Citation

State-of-the-art pretrained music models for training, evaluation, inference

Marble is a modular, configuration-driven suite for training, evaluating, and performing inference on state-of-the-art pretrained music models. It leverages LightningCLI to provide easy extensibility and reproducibility.

News and Updates

📌 Join Us on MIREX Discord!
2025-06-04 Now MARBLE v2 is published on main branch! You could find the old version in main-v1-archived branch.

Key Features

Modularity: Each component—encoders, tasks, transforms, decoders—is isolated behind a common interface. You can mix and match without touching core logic.
Configurability: All experiments are driven by YAML configs.
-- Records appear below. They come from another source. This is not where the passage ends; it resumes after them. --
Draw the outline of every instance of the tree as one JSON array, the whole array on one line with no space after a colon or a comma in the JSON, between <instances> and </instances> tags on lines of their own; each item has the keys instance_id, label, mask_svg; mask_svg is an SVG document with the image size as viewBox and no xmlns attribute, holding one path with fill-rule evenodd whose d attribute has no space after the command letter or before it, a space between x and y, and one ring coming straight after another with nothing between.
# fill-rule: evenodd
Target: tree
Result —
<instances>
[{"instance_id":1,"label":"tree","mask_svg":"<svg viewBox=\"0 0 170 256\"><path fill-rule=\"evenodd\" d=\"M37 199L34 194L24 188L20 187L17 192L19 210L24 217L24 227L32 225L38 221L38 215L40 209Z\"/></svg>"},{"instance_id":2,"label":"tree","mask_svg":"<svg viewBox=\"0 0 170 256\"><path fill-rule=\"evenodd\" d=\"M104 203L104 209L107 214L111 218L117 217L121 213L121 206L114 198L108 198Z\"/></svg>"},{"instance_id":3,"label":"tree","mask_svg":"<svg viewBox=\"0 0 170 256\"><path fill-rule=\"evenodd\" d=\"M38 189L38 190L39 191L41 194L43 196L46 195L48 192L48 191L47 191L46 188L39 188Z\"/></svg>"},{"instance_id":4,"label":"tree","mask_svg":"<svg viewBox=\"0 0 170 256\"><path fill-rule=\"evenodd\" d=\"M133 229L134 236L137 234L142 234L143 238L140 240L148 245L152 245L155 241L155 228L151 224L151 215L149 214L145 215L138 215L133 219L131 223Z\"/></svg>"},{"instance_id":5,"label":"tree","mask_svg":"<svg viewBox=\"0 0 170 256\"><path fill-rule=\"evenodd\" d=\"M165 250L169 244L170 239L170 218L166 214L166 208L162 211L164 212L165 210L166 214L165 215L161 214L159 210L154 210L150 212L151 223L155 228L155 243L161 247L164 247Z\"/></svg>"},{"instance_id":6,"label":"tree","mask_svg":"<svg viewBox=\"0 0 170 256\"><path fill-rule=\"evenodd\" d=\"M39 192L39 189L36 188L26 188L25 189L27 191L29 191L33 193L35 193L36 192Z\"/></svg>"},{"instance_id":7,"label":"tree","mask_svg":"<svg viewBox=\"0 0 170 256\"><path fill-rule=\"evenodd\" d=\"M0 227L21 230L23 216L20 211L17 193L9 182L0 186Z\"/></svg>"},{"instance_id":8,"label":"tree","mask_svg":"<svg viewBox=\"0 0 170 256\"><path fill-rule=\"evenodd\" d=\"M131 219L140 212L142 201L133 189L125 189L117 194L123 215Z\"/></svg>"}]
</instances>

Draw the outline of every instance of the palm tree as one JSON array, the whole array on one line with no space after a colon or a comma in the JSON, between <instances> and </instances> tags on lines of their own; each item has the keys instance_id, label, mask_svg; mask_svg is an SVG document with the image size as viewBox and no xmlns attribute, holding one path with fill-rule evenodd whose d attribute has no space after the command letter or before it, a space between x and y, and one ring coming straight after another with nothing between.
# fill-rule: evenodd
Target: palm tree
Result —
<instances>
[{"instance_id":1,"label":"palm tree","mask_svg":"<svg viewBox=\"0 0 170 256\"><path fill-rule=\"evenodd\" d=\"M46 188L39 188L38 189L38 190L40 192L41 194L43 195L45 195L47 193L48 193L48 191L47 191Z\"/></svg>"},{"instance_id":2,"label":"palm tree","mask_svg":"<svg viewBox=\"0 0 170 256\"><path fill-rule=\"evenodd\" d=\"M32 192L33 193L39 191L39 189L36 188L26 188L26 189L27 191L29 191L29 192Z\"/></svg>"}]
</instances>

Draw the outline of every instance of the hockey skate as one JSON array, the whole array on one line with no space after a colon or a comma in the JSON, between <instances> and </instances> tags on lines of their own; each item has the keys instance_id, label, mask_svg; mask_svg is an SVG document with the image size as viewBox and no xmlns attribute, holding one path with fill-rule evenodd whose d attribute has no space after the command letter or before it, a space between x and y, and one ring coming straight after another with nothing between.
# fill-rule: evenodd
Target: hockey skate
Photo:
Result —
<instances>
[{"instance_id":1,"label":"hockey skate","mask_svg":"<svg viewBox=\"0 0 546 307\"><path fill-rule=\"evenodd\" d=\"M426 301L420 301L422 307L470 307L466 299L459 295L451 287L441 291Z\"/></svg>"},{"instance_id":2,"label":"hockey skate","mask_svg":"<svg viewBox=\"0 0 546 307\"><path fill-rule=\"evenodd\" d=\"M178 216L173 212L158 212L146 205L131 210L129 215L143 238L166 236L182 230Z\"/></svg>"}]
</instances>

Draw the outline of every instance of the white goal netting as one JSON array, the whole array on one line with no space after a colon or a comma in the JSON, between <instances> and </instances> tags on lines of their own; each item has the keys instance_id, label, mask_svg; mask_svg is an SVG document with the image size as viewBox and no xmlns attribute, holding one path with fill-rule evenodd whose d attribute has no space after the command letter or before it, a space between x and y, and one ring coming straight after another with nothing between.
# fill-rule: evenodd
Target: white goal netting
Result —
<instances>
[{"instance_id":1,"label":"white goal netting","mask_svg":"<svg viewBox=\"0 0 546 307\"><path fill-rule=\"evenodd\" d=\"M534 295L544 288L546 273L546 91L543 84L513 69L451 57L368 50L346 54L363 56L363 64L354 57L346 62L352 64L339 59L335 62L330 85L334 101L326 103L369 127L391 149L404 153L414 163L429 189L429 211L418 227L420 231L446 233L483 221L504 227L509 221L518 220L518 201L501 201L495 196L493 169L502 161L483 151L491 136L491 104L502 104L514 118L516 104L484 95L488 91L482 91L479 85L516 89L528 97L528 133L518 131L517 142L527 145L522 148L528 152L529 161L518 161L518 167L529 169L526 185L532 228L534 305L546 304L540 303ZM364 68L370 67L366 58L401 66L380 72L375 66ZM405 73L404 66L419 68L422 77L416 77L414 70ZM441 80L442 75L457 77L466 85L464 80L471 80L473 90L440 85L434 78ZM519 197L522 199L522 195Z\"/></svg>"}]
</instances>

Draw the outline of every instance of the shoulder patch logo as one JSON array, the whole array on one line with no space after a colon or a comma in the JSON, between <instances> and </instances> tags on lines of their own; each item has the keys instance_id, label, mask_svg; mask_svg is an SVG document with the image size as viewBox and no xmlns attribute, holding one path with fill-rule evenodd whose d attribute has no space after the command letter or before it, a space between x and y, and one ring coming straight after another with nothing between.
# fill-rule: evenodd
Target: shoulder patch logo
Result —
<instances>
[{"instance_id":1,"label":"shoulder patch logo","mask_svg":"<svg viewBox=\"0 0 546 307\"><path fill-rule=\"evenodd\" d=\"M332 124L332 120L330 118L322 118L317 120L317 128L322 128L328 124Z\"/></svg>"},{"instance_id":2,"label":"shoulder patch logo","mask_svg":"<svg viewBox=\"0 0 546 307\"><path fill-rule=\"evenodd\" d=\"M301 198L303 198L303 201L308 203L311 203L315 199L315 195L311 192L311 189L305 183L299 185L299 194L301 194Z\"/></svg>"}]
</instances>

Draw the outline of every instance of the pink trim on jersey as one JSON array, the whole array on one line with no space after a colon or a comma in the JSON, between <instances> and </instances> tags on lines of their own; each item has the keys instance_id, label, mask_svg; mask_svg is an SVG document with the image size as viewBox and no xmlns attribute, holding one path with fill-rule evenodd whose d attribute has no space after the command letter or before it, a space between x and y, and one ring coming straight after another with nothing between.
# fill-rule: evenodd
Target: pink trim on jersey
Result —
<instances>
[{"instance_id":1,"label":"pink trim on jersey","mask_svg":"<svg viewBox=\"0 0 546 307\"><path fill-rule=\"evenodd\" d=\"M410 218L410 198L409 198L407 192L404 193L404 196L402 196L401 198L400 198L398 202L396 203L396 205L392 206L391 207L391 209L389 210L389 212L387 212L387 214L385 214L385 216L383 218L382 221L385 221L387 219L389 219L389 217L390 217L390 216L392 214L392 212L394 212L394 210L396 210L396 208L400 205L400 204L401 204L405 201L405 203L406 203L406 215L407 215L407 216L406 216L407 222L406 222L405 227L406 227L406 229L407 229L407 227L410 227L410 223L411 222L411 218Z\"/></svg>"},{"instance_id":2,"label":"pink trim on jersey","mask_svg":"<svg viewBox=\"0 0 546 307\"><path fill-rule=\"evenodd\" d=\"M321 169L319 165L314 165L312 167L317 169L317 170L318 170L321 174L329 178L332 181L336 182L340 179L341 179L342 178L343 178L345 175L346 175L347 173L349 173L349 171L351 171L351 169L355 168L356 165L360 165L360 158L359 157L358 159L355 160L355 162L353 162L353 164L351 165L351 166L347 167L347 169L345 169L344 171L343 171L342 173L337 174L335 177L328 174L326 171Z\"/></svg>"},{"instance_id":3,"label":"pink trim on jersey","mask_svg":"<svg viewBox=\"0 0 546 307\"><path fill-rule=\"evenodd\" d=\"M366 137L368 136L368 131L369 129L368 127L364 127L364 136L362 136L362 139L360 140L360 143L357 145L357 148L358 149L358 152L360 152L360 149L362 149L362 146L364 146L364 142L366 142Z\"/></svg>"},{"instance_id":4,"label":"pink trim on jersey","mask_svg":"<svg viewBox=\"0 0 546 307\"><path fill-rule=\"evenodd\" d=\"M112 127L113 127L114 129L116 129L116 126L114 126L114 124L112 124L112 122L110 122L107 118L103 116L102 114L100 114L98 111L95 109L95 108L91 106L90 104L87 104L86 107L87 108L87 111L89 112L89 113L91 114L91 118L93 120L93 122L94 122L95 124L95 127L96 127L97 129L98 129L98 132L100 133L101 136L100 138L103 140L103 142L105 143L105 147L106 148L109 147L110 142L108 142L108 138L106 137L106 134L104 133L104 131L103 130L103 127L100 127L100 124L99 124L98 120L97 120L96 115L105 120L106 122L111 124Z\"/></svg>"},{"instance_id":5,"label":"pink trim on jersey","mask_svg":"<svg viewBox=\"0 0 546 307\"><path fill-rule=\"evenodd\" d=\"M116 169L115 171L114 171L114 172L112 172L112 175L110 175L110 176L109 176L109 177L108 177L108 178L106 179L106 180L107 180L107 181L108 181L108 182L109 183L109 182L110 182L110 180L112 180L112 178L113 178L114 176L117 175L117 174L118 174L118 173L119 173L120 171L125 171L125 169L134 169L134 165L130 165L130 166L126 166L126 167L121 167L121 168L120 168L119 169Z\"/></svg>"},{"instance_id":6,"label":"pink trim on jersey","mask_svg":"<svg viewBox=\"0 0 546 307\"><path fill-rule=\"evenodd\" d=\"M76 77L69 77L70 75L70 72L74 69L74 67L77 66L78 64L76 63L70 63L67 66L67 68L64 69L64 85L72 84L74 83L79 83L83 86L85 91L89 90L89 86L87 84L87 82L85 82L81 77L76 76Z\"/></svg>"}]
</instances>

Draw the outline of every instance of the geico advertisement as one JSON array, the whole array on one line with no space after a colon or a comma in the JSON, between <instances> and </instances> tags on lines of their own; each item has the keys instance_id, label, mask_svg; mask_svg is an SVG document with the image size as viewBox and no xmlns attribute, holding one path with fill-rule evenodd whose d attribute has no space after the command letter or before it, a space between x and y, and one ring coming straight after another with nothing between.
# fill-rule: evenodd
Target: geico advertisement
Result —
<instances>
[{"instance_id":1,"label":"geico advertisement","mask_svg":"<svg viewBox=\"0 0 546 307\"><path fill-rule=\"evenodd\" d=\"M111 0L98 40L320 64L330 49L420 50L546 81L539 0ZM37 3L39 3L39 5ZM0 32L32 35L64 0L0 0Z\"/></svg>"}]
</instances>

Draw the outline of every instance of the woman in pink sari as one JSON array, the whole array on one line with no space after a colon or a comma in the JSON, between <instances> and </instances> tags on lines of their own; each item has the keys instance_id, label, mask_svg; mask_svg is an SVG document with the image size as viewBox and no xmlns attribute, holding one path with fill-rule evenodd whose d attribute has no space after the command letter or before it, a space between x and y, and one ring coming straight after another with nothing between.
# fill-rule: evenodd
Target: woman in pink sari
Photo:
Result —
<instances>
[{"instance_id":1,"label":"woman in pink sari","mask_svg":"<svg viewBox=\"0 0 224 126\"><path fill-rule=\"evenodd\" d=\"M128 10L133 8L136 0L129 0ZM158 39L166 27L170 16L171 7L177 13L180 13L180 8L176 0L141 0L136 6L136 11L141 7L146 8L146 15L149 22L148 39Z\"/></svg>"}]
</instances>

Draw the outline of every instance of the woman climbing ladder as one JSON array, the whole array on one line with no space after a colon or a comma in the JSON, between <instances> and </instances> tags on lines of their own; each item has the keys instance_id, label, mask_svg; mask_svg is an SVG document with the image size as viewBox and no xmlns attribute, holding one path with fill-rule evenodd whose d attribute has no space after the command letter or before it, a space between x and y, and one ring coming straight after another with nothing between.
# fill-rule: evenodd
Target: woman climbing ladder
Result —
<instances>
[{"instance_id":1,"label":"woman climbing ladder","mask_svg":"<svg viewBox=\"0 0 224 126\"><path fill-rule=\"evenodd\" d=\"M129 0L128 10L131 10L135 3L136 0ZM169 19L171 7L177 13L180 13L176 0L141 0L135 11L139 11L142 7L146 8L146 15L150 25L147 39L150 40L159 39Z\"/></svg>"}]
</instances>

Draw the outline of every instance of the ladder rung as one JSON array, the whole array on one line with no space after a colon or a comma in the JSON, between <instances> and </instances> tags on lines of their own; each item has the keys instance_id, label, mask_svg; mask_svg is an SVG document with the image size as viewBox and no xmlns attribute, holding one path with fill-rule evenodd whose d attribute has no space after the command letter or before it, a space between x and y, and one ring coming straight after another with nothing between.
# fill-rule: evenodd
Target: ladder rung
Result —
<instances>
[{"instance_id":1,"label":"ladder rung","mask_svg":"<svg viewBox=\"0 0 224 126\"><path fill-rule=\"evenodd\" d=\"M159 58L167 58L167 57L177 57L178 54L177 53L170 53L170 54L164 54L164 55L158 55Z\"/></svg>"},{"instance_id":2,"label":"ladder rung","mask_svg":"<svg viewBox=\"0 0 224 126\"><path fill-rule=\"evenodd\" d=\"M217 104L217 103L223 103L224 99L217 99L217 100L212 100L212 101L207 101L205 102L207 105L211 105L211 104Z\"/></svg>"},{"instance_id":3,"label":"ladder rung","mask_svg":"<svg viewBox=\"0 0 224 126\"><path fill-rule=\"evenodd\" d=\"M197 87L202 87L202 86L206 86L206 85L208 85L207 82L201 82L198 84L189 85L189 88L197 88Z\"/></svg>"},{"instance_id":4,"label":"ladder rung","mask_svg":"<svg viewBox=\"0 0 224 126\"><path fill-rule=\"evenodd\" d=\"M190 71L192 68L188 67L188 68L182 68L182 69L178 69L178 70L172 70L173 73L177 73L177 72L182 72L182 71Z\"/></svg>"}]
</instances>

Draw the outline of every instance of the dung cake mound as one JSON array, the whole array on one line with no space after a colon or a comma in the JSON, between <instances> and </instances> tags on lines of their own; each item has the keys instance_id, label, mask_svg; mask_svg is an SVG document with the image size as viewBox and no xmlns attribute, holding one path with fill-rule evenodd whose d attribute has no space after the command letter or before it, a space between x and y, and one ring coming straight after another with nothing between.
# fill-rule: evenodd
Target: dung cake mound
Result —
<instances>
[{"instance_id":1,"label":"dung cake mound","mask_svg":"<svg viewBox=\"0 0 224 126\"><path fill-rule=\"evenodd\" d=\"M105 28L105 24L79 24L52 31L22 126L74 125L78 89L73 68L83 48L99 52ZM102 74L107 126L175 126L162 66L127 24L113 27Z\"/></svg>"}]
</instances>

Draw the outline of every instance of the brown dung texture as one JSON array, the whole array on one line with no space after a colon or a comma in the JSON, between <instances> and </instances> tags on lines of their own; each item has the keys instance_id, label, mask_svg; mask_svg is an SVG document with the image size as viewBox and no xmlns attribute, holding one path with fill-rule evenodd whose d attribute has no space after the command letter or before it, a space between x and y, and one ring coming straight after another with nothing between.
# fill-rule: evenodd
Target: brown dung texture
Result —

No code changes are needed to switch datasets, encoders, or training settings.
Reusability: Common routines (data loading, training loop, metrics) are implemented once in BaseTask, LightningDataModule, and shared modules.
Extensibility: Adding new encoders or tasks requires implementing a small subclass and registering it via a config.

┌──────────────────┐
│ DataModule       │  yields (waveform, label, path), optional audio transforms
└─▲────────────────┘
  │
  │ waveform                     Encoded →   hidden_states[B, L, T, H]
  ▼
┌─┴───────────────┐   embedding transforms (optional)
│ Encoder         │ ────────────────────────────────────────────────────┐
└─────────────────┘                                                     │
                                                                        ▼
                                                         (LayerSelector, TimeAvgPool…)
                                                                        │
                                                                        ▼
                                      ┌─────────────────────────────────┴──┐
                                      │ Decoder(s)                         │
                                      └────────────────────────────────────┘
                                                                  │ logits
                                                                  ▼
                                                   Loss ↔ Metrics ↔ Callbacks

Getting Started

Install dependencies:

# 1. create a new conda env
conda create -n marble python=3.10 -y
conda activate marble

# 2. install ffmpeg
conda install -c conda-forge ffmpeg -y

# 3. now install other dependencies
pip install -e .

# 4. [Optional] downgrade pip to 24.0 if you are using fairseq modules
# pip install pip==24.0
# pip install fairseq
# some encoders (e.g. Xcodec) may require additional dependencies, see marble/encoders/*/requirements.txt

Prepare data: python download.py all.
Configure: Copy an existing YAML from configs/ and edit paths, encoder settings, transforms, and task parameters.

Run:

python cli.py fit --config configs/probe.MERT-v1-95M.GTZANGenre.yaml
python cli.py test --config configs/probe.MERT-v1-95M.GTZANGenre.yaml

Results: Checkpoints and logs will be saved under output/ and logged in Weights & Biases.
Inference: We provide scripts for inference on pretrained models. See the Inference SOTA SSL MIR models section below.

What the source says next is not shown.